Suppose Brand B wanted to reduce the time to market parity to seven years. That would require a 34% price discount per year! How many companies do you know could sustain a 34% price discount for seven consecutive years?
More importantly, such price discounts reduce a competitor’s ability to invest in sales and marketing, one of the first-mover’s most vital advantages.
By this point, we’ve learned how brands evolved over time from marking physical ownership to quality of work, the mechanisms of brand capital and how to calculate its half-life, and what brands do for first-mover companies.
Now, we can take what we’ve learned and apply it to the cannabis industry. We’ll hypothesize how brands might impact the space and the implications of those hypotheses on firm values.
Brand Capital & Its Impact on Cannabis Companies
Cannabis is a fascinating industry and a ground-zero for research into brand capital dynamics. As a federally illegal substance, advertising cannabis products and brands via traditional media outlets remains extremely difficult.
This forces cannabis companies to promote their brands through brand ambassadors, demo days, event sponsorships, and word of mouth. All of which result in high customer acquisition costs.
That said, we can use the alcohol industry as a proxy for the future of cannabis. This isn’t an original opinion, however. Ben Kovler, CEO/founder of Green Thumb Industries (GTII), suggests that cannabis is “Prohibition 2.0.”
If that’s true, there are only a few things that matter going forward:
- Brands
- M&A
- Distribution
Cannabis companies have two options around brands. They can make them in-house or acquire them via M&A. Again, there’s a lot that cannabis can learn from the alcohol industry.

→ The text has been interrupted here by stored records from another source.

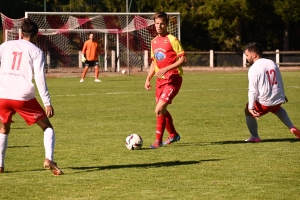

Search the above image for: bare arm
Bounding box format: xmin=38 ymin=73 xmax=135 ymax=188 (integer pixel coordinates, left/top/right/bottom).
xmin=144 ymin=61 xmax=156 ymax=90
xmin=155 ymin=55 xmax=186 ymax=77
xmin=45 ymin=105 xmax=55 ymax=118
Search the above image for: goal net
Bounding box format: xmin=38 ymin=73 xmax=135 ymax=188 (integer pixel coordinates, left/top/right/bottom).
xmin=1 ymin=12 xmax=180 ymax=72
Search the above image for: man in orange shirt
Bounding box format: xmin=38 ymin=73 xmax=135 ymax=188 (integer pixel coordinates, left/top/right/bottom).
xmin=80 ymin=33 xmax=102 ymax=82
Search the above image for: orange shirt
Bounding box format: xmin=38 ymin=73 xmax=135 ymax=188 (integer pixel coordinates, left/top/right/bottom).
xmin=82 ymin=40 xmax=101 ymax=61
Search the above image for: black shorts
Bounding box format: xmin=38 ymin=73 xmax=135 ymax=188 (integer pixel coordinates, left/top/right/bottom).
xmin=85 ymin=60 xmax=99 ymax=67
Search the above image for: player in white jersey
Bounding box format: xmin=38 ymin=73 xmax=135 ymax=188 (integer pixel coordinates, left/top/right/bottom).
xmin=244 ymin=42 xmax=300 ymax=142
xmin=0 ymin=18 xmax=63 ymax=175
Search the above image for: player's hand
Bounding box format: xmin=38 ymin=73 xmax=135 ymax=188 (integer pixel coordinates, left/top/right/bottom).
xmin=145 ymin=80 xmax=152 ymax=90
xmin=248 ymin=108 xmax=260 ymax=120
xmin=45 ymin=105 xmax=55 ymax=118
xmin=285 ymin=96 xmax=288 ymax=103
xmin=155 ymin=68 xmax=168 ymax=77
xmin=81 ymin=56 xmax=86 ymax=63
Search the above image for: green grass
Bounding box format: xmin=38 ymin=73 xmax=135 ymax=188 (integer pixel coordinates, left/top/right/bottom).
xmin=1 ymin=70 xmax=300 ymax=200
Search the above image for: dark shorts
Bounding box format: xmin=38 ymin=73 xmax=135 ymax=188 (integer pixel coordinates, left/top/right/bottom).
xmin=85 ymin=60 xmax=99 ymax=67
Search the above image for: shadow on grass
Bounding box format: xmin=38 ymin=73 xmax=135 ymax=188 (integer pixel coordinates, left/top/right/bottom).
xmin=7 ymin=145 xmax=30 ymax=148
xmin=210 ymin=138 xmax=299 ymax=145
xmin=69 ymin=159 xmax=221 ymax=173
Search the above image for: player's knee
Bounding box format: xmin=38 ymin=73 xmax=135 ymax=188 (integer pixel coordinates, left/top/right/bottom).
xmin=155 ymin=108 xmax=167 ymax=116
xmin=0 ymin=125 xmax=10 ymax=134
xmin=36 ymin=118 xmax=53 ymax=131
xmin=155 ymin=108 xmax=161 ymax=116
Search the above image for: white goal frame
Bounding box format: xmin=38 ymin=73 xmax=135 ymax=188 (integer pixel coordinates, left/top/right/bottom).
xmin=24 ymin=12 xmax=181 ymax=72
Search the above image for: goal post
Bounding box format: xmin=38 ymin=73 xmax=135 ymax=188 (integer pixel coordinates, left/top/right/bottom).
xmin=21 ymin=12 xmax=180 ymax=72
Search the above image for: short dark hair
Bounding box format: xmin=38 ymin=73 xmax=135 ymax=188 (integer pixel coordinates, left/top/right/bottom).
xmin=153 ymin=12 xmax=169 ymax=24
xmin=21 ymin=18 xmax=38 ymax=38
xmin=245 ymin=42 xmax=262 ymax=57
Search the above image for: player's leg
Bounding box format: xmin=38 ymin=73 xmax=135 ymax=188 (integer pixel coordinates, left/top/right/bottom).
xmin=244 ymin=107 xmax=260 ymax=142
xmin=0 ymin=99 xmax=15 ymax=173
xmin=36 ymin=116 xmax=63 ymax=175
xmin=244 ymin=101 xmax=269 ymax=142
xmin=36 ymin=118 xmax=54 ymax=161
xmin=150 ymin=100 xmax=168 ymax=149
xmin=94 ymin=61 xmax=101 ymax=82
xmin=161 ymin=81 xmax=182 ymax=145
xmin=80 ymin=62 xmax=90 ymax=82
xmin=245 ymin=102 xmax=282 ymax=142
xmin=16 ymin=99 xmax=63 ymax=175
xmin=0 ymin=122 xmax=10 ymax=173
xmin=273 ymin=107 xmax=300 ymax=138
xmin=165 ymin=111 xmax=176 ymax=136
xmin=163 ymin=111 xmax=181 ymax=145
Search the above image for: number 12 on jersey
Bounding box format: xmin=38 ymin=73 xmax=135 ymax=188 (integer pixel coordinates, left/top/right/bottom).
xmin=266 ymin=69 xmax=277 ymax=86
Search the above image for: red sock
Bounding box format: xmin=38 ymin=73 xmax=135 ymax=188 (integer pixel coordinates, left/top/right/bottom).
xmin=165 ymin=111 xmax=177 ymax=137
xmin=156 ymin=115 xmax=166 ymax=142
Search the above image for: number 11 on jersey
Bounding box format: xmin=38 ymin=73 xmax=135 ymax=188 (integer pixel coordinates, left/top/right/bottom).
xmin=12 ymin=52 xmax=23 ymax=70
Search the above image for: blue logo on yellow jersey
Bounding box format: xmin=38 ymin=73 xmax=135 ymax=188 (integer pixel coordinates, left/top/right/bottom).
xmin=154 ymin=51 xmax=166 ymax=61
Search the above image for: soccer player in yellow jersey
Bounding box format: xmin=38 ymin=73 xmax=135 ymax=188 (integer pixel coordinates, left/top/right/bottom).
xmin=80 ymin=33 xmax=102 ymax=82
xmin=145 ymin=12 xmax=187 ymax=148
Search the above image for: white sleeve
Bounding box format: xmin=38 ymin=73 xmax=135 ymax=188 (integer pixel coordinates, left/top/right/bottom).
xmin=275 ymin=66 xmax=285 ymax=95
xmin=33 ymin=50 xmax=51 ymax=106
xmin=0 ymin=43 xmax=3 ymax=62
xmin=248 ymin=66 xmax=258 ymax=109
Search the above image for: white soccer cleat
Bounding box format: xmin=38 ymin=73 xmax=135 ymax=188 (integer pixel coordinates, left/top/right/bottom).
xmin=80 ymin=79 xmax=84 ymax=82
xmin=94 ymin=79 xmax=101 ymax=82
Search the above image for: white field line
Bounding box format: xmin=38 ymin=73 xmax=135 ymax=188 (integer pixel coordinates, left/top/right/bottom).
xmin=51 ymin=86 xmax=299 ymax=97
xmin=106 ymin=92 xmax=146 ymax=95
xmin=54 ymin=93 xmax=98 ymax=97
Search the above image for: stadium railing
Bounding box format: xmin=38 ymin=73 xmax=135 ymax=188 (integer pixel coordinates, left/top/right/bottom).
xmin=185 ymin=50 xmax=300 ymax=68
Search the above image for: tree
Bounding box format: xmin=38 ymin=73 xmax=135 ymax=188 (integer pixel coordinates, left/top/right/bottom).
xmin=273 ymin=0 xmax=300 ymax=50
xmin=196 ymin=0 xmax=253 ymax=51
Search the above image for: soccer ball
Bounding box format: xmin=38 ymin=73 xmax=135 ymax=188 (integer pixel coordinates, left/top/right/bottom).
xmin=121 ymin=69 xmax=126 ymax=74
xmin=125 ymin=134 xmax=143 ymax=150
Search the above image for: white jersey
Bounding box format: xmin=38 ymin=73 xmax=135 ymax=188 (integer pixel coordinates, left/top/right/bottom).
xmin=0 ymin=39 xmax=51 ymax=106
xmin=248 ymin=58 xmax=285 ymax=109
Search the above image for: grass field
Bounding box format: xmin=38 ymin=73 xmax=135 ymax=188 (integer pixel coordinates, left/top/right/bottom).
xmin=0 ymin=70 xmax=299 ymax=200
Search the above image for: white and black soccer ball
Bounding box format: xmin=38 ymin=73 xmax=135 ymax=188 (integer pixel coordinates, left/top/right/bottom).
xmin=125 ymin=134 xmax=143 ymax=150
xmin=121 ymin=69 xmax=126 ymax=74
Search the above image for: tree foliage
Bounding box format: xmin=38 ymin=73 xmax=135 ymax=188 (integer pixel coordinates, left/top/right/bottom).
xmin=1 ymin=0 xmax=300 ymax=50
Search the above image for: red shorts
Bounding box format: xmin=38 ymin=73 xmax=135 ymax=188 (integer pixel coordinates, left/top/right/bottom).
xmin=156 ymin=77 xmax=182 ymax=104
xmin=246 ymin=101 xmax=281 ymax=117
xmin=0 ymin=98 xmax=46 ymax=125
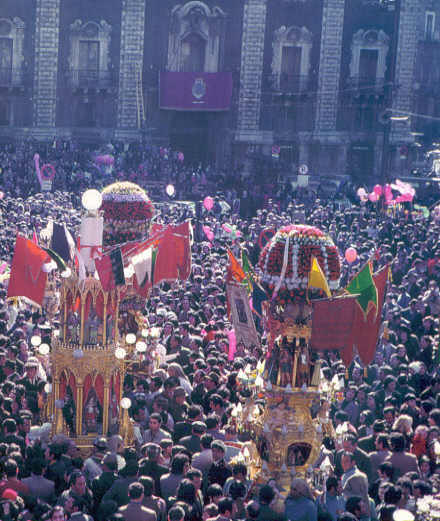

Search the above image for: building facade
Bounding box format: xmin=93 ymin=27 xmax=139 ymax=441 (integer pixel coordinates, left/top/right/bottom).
xmin=0 ymin=0 xmax=438 ymax=180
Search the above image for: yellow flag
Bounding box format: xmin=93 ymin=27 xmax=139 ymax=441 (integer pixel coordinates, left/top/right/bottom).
xmin=308 ymin=257 xmax=331 ymax=297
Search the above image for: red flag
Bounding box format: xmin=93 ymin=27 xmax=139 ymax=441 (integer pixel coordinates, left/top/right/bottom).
xmin=227 ymin=248 xmax=245 ymax=283
xmin=153 ymin=221 xmax=192 ymax=285
xmin=32 ymin=228 xmax=38 ymax=246
xmin=7 ymin=235 xmax=49 ymax=306
xmin=95 ymin=248 xmax=125 ymax=292
xmin=310 ymin=295 xmax=358 ymax=367
xmin=352 ymin=265 xmax=389 ymax=366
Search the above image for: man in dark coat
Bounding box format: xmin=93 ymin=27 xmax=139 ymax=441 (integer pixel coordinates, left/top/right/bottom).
xmin=179 ymin=421 xmax=206 ymax=455
xmin=138 ymin=443 xmax=168 ymax=497
xmin=101 ymin=460 xmax=140 ymax=508
xmin=91 ymin=452 xmax=118 ymax=511
xmin=117 ymin=482 xmax=157 ymax=521
xmin=207 ymin=441 xmax=232 ymax=488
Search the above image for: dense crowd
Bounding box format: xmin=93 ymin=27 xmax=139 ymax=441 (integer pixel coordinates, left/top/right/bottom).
xmin=0 ymin=142 xmax=439 ymax=521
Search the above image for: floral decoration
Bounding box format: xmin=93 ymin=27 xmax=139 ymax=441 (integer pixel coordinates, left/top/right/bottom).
xmin=257 ymin=224 xmax=341 ymax=303
xmin=101 ymin=182 xmax=154 ymax=246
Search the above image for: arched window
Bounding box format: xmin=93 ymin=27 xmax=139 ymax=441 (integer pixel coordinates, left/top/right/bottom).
xmin=350 ymin=30 xmax=390 ymax=87
xmin=68 ymin=20 xmax=112 ymax=87
xmin=168 ymin=2 xmax=226 ymax=73
xmin=272 ymin=26 xmax=313 ymax=92
xmin=0 ymin=17 xmax=24 ymax=86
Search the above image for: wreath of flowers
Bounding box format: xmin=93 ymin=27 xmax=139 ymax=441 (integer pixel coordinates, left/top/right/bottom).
xmin=258 ymin=224 xmax=341 ymax=302
xmin=101 ymin=182 xmax=154 ymax=245
xmin=102 ymin=181 xmax=154 ymax=220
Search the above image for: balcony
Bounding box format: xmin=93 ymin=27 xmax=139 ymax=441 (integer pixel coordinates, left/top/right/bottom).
xmin=346 ymin=76 xmax=387 ymax=95
xmin=269 ymin=73 xmax=311 ymax=94
xmin=66 ymin=69 xmax=114 ymax=89
xmin=0 ymin=68 xmax=25 ymax=88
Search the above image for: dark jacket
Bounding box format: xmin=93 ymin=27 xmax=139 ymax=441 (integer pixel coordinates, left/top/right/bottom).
xmin=139 ymin=459 xmax=168 ymax=496
xmin=207 ymin=459 xmax=232 ymax=488
xmin=102 ymin=476 xmax=138 ymax=507
xmin=117 ymin=501 xmax=157 ymax=521
xmin=180 ymin=434 xmax=202 ymax=454
xmin=91 ymin=470 xmax=118 ymax=507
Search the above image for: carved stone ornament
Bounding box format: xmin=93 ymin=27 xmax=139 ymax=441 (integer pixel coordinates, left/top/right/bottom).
xmin=350 ymin=29 xmax=390 ymax=79
xmin=271 ymin=25 xmax=313 ymax=87
xmin=167 ymin=2 xmax=227 ymax=72
xmin=0 ymin=17 xmax=25 ymax=81
xmin=68 ymin=19 xmax=112 ymax=71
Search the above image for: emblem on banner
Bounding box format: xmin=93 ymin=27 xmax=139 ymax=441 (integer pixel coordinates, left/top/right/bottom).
xmin=192 ymin=78 xmax=206 ymax=100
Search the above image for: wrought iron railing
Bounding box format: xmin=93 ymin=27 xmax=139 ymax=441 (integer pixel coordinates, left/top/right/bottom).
xmin=67 ymin=69 xmax=114 ymax=88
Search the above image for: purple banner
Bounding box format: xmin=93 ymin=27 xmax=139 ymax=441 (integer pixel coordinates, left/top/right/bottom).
xmin=160 ymin=71 xmax=233 ymax=111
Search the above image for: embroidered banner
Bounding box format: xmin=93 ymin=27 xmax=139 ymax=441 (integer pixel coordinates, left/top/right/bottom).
xmin=159 ymin=71 xmax=233 ymax=111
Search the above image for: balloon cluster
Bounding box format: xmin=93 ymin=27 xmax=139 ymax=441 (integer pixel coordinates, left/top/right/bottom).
xmin=357 ymin=180 xmax=415 ymax=205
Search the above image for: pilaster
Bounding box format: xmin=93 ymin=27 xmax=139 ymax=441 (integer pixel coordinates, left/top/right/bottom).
xmin=33 ymin=0 xmax=60 ymax=135
xmin=116 ymin=0 xmax=146 ymax=140
xmin=390 ymin=0 xmax=420 ymax=143
xmin=235 ymin=0 xmax=268 ymax=143
xmin=314 ymin=0 xmax=345 ymax=135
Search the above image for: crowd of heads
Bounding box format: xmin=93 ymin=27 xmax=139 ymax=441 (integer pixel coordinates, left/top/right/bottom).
xmin=0 ymin=141 xmax=439 ymax=521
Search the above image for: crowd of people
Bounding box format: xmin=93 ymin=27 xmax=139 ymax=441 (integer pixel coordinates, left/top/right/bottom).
xmin=0 ymin=141 xmax=439 ymax=521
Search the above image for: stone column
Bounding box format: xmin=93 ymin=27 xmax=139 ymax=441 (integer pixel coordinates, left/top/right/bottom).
xmin=314 ymin=0 xmax=345 ymax=135
xmin=235 ymin=0 xmax=267 ymax=143
xmin=33 ymin=0 xmax=60 ymax=137
xmin=116 ymin=0 xmax=146 ymax=141
xmin=390 ymin=0 xmax=420 ymax=144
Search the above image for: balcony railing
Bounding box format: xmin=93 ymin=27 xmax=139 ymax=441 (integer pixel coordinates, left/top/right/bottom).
xmin=346 ymin=76 xmax=386 ymax=93
xmin=66 ymin=69 xmax=114 ymax=89
xmin=269 ymin=73 xmax=311 ymax=94
xmin=0 ymin=67 xmax=24 ymax=87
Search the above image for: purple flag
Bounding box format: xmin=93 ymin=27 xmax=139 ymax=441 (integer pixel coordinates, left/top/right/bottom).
xmin=160 ymin=72 xmax=233 ymax=111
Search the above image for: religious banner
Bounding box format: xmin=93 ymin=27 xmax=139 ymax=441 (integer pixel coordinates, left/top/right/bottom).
xmin=227 ymin=282 xmax=260 ymax=348
xmin=159 ymin=71 xmax=233 ymax=111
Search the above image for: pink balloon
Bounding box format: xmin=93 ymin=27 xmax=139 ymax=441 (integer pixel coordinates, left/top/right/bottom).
xmin=373 ymin=184 xmax=383 ymax=196
xmin=369 ymin=192 xmax=379 ymax=202
xmin=0 ymin=191 xmax=3 ymax=200
xmin=384 ymin=184 xmax=393 ymax=203
xmin=396 ymin=193 xmax=414 ymax=203
xmin=177 ymin=152 xmax=184 ymax=162
xmin=345 ymin=247 xmax=357 ymax=263
xmin=203 ymin=196 xmax=214 ymax=211
xmin=202 ymin=225 xmax=214 ymax=242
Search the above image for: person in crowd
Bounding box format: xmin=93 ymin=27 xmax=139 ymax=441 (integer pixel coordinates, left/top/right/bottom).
xmin=1 ymin=140 xmax=440 ymax=521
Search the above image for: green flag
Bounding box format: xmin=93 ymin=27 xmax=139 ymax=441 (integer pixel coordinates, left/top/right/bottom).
xmin=346 ymin=262 xmax=378 ymax=318
xmin=241 ymin=250 xmax=254 ymax=294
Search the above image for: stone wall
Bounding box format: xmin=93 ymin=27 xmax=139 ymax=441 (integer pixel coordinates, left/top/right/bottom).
xmin=33 ymin=0 xmax=60 ymax=134
xmin=236 ymin=0 xmax=268 ymax=142
xmin=314 ymin=0 xmax=345 ymax=134
xmin=116 ymin=0 xmax=146 ymax=140
xmin=391 ymin=0 xmax=420 ymax=143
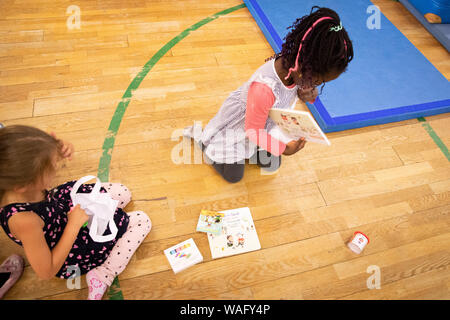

For example, in 1985, Guinness acquired Arthur Bell’s, a leading Scotch whisky company. They then bought Distillers Company, the world’s largest Scotch Whisky and gin company which owned brands like Johnnie Walker, Dewar’s, White Label, and White Horse. Companies like GTII are making this straight bet today with cannabis brands.
Then there’s distribution. Distribution is often the most important (yet overlooked) competitive advantage in consumer packaged goods. Best-in-class distribution fixes a plethora of product errors.
The better the distribution, the greater the chance your product ends up in the hands of consumers.
Again, GTII knows this and is creating one of the best cannabis distribution networks in the country through their branded Rise retail stores. Each Rise store carries GTII in-house products along with third-party consumables, edibles, and pre-rolls. The idea is to create a one-stop shop for cannabis consumers regardless of which product they buy.
By creating the largest distribution network, GTII benefits from scaled economics and command lower prices for its third-party goods, resulting in higher incremental margins.
Finally, I want to talk about brands and switching costs.
Cannabis is a unique product in that consumers ingest a drug that has varying degrees of physiological effects. These physiological effects create (whether natural or artificially) high perverse consequences like a bad high experience. Such consequences make cannabis different than other packaged consumer goods like chips, candy, or even beer.
Why is this so important to the average consumer?
Once a customer finds a product they enjoy and understand how their body reacts to it, the cost to switch from that product is high. Knowing the potential risks, why would the average consumer experiment with different brands? Especially if the company providing that brand had superior distribution capabilities?
Here’s the exciting part. If the above assumptions are remotely accurate, and if we can use the alcohol industry as a proxy for cannabis, then today’s leading cannabis MSOs are drastically undervalued based on potential future cash flows. A future where premium products command higher margins, consumers develop long-lasting preference half-lives, and first-mover advantages create impenetrable moats.